L E médicament, parent pauvre du deuxième « Grenelle de la santé »: c'est le sentiment de nombreux industriels de ce secteur d'activité qui regrettent vivement le « peu de place faite » au médicament lors de la concertation, alors qu'il est, explique-t-on au Syndicat national de l'industrie pharmaceutique (SNIP), « un élément déterminant de la qualité des soins de ville et constitue la réponse majeure aux besoins de santé des Français ».
L'industrie pharmaceutique qui, contrairement à la fois précédente, participait à la réunion, en espérait quelques avancées, un peu plus d'un mois après l'annonce du plan médicament d'Elisabeth Guigou, qui consiste pour l'essentiel en des baisses de prix. « Mais, s'insurge Bernard Lemoine, vice-président délégué du Syndicat national de l'industrie pharmaceutique (SNIP) qui représentait la profession au « Grenelle », alors que l'on sait pertinemment nous trouver lorsqu'il s'agit de nous faire sortir le chéquier, il est impossible d'obtenir une réponse lorsque nous demandons que l'on réfléchisse ensemble à une politique cohérente et constructive du médicament ». Une politique qui ne doit évidemment pas se résumer, pour le SNIP, à l'application de taxes et de contributions.
L'industrie pharmaceutique est d'autant plus courroucée que les premières baisses de prix prévues par le plan Guigou, devraient être appliquées dès la fin de l'été et concerner d'abord les médicaments innovants, victimes en quelque sorte de leur succès et de leur efficacité. Cette mesure qui frappera les spécialités les plus chères, devrait coûter plus de1 milliard de francs, en année pleine à l'industrie pharmaceutique. « Je suis atterré par une telle initiative, qui va mettre à mal l'innovation et la qualité de la recherche en France », a expliqué il y a quelques jours Bernard Lemoine. Noël Renaudin, président du comité économique des produits de santé, qui négocie avec les laboratoires concernés ces baisses de prix, cherche, quant à lui, à calmer le jeu. « C'est vrai, dit-il, que l'on va baisser les rentrées des laboratoires, mais cela ne va pas menacer le cur de l'affaire : il reste suffisamment d'argent pour la recherche. »

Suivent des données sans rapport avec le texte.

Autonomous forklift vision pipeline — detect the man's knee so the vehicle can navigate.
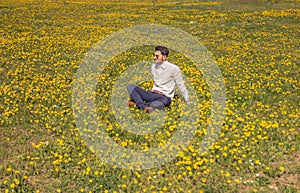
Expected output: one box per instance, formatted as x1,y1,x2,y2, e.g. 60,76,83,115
127,84,136,94
161,97,171,107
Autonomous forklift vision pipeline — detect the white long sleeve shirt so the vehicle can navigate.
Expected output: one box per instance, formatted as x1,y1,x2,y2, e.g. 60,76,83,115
151,61,190,101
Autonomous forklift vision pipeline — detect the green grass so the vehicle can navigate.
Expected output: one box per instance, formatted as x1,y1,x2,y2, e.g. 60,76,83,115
0,0,300,193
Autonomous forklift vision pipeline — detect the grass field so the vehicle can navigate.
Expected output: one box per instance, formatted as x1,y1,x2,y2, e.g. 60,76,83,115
0,0,300,193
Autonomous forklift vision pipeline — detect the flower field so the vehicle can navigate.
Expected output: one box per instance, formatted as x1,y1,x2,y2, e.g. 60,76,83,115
0,0,300,193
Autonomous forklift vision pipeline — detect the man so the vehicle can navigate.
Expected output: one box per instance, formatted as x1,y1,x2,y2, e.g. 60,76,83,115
127,46,190,113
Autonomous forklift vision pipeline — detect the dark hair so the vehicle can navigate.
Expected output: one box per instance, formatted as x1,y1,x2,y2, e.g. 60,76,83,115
155,46,169,56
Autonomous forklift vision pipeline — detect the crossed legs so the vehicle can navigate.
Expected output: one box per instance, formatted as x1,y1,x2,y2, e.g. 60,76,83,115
127,84,171,110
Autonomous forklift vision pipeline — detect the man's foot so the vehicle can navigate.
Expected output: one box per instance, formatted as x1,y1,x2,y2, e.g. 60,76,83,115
127,101,136,107
144,107,154,113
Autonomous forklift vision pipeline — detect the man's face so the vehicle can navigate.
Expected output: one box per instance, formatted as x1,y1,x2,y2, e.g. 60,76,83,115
154,51,166,64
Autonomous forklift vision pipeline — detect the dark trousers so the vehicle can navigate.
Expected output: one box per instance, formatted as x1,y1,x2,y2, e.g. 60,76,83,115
127,84,171,109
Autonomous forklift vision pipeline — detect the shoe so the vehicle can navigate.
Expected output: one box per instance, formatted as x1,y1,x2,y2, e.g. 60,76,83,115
144,107,154,113
127,101,136,107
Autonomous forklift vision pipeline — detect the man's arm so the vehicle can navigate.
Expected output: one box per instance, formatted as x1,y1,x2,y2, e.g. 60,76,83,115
173,66,190,103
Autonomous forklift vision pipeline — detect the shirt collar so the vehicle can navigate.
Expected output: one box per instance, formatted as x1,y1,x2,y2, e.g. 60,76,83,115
155,61,167,70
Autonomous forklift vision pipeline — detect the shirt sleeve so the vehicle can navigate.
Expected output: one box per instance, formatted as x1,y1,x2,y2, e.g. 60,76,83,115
173,66,190,102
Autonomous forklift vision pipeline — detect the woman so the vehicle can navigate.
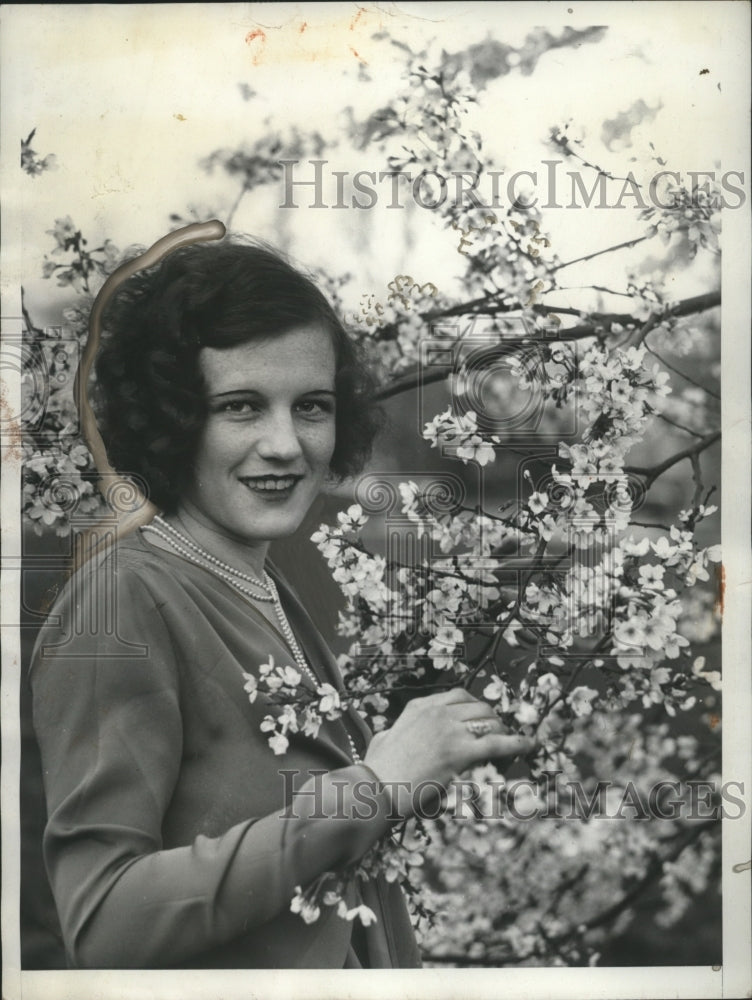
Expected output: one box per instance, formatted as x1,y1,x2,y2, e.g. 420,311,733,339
31,240,529,968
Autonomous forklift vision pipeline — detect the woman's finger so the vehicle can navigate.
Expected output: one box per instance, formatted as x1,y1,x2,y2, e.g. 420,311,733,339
451,701,500,731
475,732,537,760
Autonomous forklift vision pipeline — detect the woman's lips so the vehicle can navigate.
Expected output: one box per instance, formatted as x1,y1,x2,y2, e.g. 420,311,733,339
240,476,303,500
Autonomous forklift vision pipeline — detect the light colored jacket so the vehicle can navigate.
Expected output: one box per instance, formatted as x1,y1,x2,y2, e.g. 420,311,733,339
31,532,419,968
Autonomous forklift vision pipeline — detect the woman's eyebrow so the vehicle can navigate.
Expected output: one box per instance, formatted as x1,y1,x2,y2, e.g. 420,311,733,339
209,389,337,399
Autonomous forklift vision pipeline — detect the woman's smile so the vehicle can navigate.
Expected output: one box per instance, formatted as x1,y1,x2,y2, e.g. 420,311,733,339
177,324,336,565
240,475,303,503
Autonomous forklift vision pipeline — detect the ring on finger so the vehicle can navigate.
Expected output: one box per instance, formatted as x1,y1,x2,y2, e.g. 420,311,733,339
465,719,494,736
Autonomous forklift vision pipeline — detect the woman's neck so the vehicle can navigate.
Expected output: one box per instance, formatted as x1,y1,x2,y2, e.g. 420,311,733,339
161,505,269,580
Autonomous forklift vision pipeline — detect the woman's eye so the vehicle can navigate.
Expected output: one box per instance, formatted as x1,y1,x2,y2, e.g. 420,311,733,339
298,399,334,417
221,399,256,416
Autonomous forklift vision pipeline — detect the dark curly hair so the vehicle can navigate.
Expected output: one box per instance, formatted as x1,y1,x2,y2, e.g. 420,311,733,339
93,237,382,512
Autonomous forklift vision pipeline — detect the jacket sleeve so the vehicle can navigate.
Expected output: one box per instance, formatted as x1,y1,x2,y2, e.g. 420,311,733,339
31,571,390,968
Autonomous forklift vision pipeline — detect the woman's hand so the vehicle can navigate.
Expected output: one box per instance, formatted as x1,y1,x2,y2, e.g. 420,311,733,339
364,688,535,816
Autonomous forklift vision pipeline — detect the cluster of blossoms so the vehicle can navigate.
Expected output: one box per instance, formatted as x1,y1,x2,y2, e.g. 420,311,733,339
243,655,343,754
42,215,122,293
640,181,722,257
419,712,720,966
290,824,433,927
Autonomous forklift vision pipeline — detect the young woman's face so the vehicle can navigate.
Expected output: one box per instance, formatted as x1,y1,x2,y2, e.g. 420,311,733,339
185,324,336,543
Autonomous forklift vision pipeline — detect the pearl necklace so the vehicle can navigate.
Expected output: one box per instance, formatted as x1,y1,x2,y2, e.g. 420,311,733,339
144,514,273,603
140,515,363,764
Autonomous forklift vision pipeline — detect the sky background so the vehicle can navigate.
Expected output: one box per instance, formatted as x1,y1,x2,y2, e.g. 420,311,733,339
2,3,746,320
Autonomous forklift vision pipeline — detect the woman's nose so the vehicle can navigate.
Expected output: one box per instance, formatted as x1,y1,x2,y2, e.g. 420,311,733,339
256,413,303,462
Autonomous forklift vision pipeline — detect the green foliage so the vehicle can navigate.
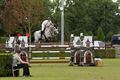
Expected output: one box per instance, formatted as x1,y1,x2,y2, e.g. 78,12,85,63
0,53,12,77
97,27,105,41
0,37,7,43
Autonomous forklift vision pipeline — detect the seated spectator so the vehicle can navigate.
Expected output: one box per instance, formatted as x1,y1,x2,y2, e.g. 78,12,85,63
13,50,31,77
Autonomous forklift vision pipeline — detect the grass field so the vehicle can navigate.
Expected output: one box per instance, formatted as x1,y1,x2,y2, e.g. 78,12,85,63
0,59,120,80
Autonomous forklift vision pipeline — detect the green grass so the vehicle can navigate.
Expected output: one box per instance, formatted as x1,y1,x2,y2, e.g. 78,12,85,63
0,59,120,80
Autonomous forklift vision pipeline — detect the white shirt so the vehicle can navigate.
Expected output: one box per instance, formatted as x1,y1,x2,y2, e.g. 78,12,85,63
41,20,52,31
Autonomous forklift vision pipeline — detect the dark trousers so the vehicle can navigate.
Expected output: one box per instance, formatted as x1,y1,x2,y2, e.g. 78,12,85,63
13,64,30,76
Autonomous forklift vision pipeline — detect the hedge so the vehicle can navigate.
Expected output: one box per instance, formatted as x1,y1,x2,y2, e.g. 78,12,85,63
32,49,115,58
0,53,12,77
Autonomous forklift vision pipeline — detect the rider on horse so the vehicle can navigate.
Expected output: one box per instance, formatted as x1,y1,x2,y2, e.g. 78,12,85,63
41,17,52,39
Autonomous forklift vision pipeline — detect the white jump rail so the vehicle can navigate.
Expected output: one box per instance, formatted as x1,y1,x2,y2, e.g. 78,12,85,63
32,51,71,53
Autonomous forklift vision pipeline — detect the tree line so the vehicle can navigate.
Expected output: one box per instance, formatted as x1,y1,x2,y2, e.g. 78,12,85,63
0,0,120,41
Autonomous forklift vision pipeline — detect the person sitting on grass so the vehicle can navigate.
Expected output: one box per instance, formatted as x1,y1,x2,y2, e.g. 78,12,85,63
13,50,31,77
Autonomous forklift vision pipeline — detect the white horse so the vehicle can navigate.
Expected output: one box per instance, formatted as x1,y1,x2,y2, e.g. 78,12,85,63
34,24,58,43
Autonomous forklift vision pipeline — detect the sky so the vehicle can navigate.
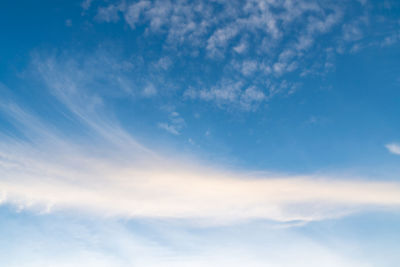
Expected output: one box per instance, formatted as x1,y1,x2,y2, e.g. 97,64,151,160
0,0,400,267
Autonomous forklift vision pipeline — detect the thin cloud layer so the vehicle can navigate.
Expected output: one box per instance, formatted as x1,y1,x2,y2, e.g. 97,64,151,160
0,57,400,226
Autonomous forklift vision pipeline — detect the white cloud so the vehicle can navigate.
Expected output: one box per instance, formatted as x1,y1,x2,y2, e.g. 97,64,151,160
0,73,400,224
385,143,400,155
158,122,180,135
142,83,157,97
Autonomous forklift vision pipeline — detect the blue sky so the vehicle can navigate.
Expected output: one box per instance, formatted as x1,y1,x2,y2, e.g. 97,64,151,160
0,0,400,267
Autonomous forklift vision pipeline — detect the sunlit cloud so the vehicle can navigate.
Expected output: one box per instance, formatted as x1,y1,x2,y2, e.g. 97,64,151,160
0,55,400,224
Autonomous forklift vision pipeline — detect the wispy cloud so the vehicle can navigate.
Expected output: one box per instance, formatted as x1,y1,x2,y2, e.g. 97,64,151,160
0,57,400,224
385,143,400,155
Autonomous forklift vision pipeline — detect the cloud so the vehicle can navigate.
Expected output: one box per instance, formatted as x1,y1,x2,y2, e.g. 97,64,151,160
83,0,382,111
385,143,400,155
0,67,400,224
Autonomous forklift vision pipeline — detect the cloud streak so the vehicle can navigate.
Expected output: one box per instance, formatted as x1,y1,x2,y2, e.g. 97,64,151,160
0,57,400,224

Un argument contesté par plusieurs responsables de grandes firmes multinationales qui, tout récemment, n'ont pas hésité à dire tout haut ce qu'ils pensaient tout bas depuis des années : la France constitue un marché indispensable mais n'est sans doute plus le lieu idéal aujourd'hui pour poursuivre des investissements. Et il est vrai que le libre marché du médicament dans l'Union, n'impose plus aux firmes une présence aussi importante qu'auparavant dans l'Hexagone.
L'industrie pharmaceutique a paru rarement aussi remontée qu'aujourd'hui parce qu'elle ne voit plus aucune cohérence, dit un expert financier, « dans la politique suivie par le gouvernement en la matière ». Ce qui rejoint l'analyse de Bernard Lemoine, qui vient de réitérer sa demande, sans grand succès, d'une concertation sur le médicament avec tous les acteurs concernés : médecins, pharmaciens, grossistes, industriels, et caisses d'assurance-maladie, afin de mettre en place une politique du médicament, qui ne comporte pas que des éléments économiques, mais mette aussi l'accent sur le bon usage du médicament, la recherche, des objectifs de santé publique, etc.
Une revendication que reprend l'Association des laboratoires et des firmes de santé (ALFIS) : elle désire que les considérations économiques ne soient pas les seules à être prises en compte lorsqu'il s'agit de décider du sort de certains médicaments dont l'efficacité a été mise en cause par la Commission de la transparence, chargée d'étudier le service médical rendu par tous les médicaments. 835 de ces spécialités, surtout commercialisées par les laboratoires membres de l'ALFIS, ont été montrées du doigt par la Commission et devraient subir des réductions de prix, voire des baisses de taux de remboursement. « Il faut, explique Arnaud Gobet, président de l'ALFIS, prendre en compte, le critère "qualité de vie" dans l'appréciation du service médical rendu par ces médicaments, qui améliorent le quotidien des patients à qui ils sont prescrits, et pour qui ils sont souvent indispensables. »
Nul doute, dans l'esprit des industriels, que cet aspect pourrait être traité lors d'une réflexion globale sur le médicament. Encore faut-il qu'elle ait lieu. Ce qui est encore loin d'être assuré.